[openstack-dev] [all][tc] final stages of python 3 transition
Doug Hellmann
doug at doughellmann.com
Mon Apr 30 15:02:34 UTC 2018
Excerpts from Clark Boylan's message of 2018-04-26 11:22:15 -0700:
> On Thu, Apr 26, 2018, at 7:27 AM, Sean McGinnis wrote:
> > On Wed, Apr 25, 2018 at 04:54:46PM -0400, Doug Hellmann wrote:
> > > It's time to talk about the next steps in our migration from python
> > > 2 to python 3.
> > >
> > > [...]
> > >
> > > 2. Change (or duplicate) all functional test jobs to run under
> > > python 3.
> >
> > As a test I ran Cinder functional and unit test jobs on bionic using 3.6. All
> > went well.
> >
> > That made me realize something though - right now we have jobs that explicitly
> > say py35, both for unit tests and functional tests. But I realized setting up
> > these test jobs that it works to just specify "basepython = python3" or run
> > unit tests with "tox -e py3". Then with that, it just depends on whether the
> > job runs on xenial or bionic as to whether the job is run with py35 or py36.
> >
> > It is less explicit, so I see some downside to that, but would it make sense to
> > change jobs to drop the minor version to make it more flexible and easy to make
> > these transitions?
>
> One reason to use it would be local user simplicity.
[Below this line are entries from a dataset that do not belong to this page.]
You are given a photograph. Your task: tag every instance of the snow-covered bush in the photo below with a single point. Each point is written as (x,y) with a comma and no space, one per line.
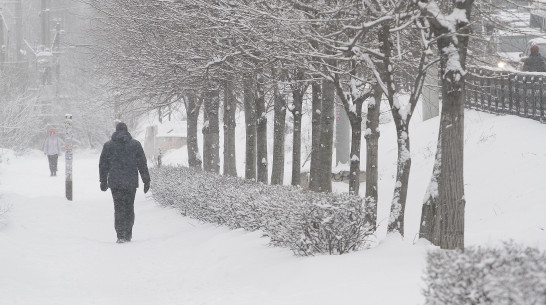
(509,275)
(306,222)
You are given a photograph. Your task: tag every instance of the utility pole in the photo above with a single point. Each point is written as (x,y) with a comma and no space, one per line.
(68,155)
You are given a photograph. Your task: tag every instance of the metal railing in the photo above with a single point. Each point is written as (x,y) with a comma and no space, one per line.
(503,92)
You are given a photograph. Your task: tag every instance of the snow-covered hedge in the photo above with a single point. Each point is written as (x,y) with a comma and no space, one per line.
(510,275)
(306,222)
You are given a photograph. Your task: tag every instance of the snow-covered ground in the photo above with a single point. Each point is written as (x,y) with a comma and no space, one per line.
(53,251)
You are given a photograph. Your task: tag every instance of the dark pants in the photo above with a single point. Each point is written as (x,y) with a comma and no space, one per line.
(124,212)
(53,163)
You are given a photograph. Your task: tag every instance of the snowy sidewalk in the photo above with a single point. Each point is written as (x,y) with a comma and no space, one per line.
(53,251)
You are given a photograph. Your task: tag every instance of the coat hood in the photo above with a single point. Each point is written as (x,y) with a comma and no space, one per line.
(121,136)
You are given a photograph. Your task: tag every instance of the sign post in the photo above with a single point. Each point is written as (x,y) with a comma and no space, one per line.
(68,155)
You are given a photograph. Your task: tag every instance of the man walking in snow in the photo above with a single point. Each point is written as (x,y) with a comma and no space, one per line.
(52,149)
(121,160)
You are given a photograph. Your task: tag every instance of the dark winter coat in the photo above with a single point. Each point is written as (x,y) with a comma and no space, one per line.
(534,63)
(121,160)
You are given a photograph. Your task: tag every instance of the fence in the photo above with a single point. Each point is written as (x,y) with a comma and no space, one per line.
(502,92)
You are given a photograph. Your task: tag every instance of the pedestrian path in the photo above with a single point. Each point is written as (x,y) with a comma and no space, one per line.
(53,251)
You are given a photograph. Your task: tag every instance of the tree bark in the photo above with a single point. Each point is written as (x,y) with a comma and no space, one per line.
(316,100)
(250,122)
(261,130)
(296,139)
(398,206)
(372,151)
(356,138)
(277,173)
(192,114)
(430,213)
(451,179)
(452,42)
(326,136)
(212,131)
(230,105)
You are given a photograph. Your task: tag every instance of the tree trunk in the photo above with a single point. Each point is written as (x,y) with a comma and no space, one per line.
(250,122)
(230,105)
(296,140)
(451,180)
(372,151)
(261,130)
(452,45)
(192,114)
(398,206)
(277,174)
(316,100)
(326,136)
(356,138)
(212,131)
(430,216)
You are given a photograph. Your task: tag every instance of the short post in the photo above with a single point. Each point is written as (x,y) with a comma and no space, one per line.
(68,155)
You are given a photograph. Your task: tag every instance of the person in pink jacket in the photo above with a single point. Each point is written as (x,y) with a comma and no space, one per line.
(52,149)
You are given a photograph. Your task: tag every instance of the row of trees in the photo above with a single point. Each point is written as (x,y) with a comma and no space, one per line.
(256,53)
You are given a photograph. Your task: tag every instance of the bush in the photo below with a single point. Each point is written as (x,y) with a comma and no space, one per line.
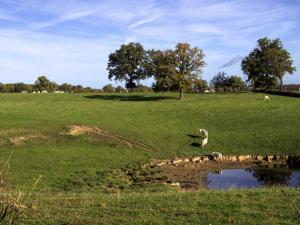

Rather than need to explicitly add new python3 releases to the default env list so that it does what we want every year or two we can just list py3,py2,linters in the default list and get most of the way there for local users. Then we can continue to be more specific in the CI jobs if that is desirable.
>
> I do think we likely want to be explicit about the python versions we are using in CI testing. This makes it clear to developers who may need to reproduce or just understand why failures happen what platform is used. It also makes it explicit that "openstack runs on $pythonversion".
>
> Clark
>
Including support for local users to refer to "py3" makes sense, as long
as we don't come to rely on it in CI. Users can also always be more
explicit if they need to be when running tests locally.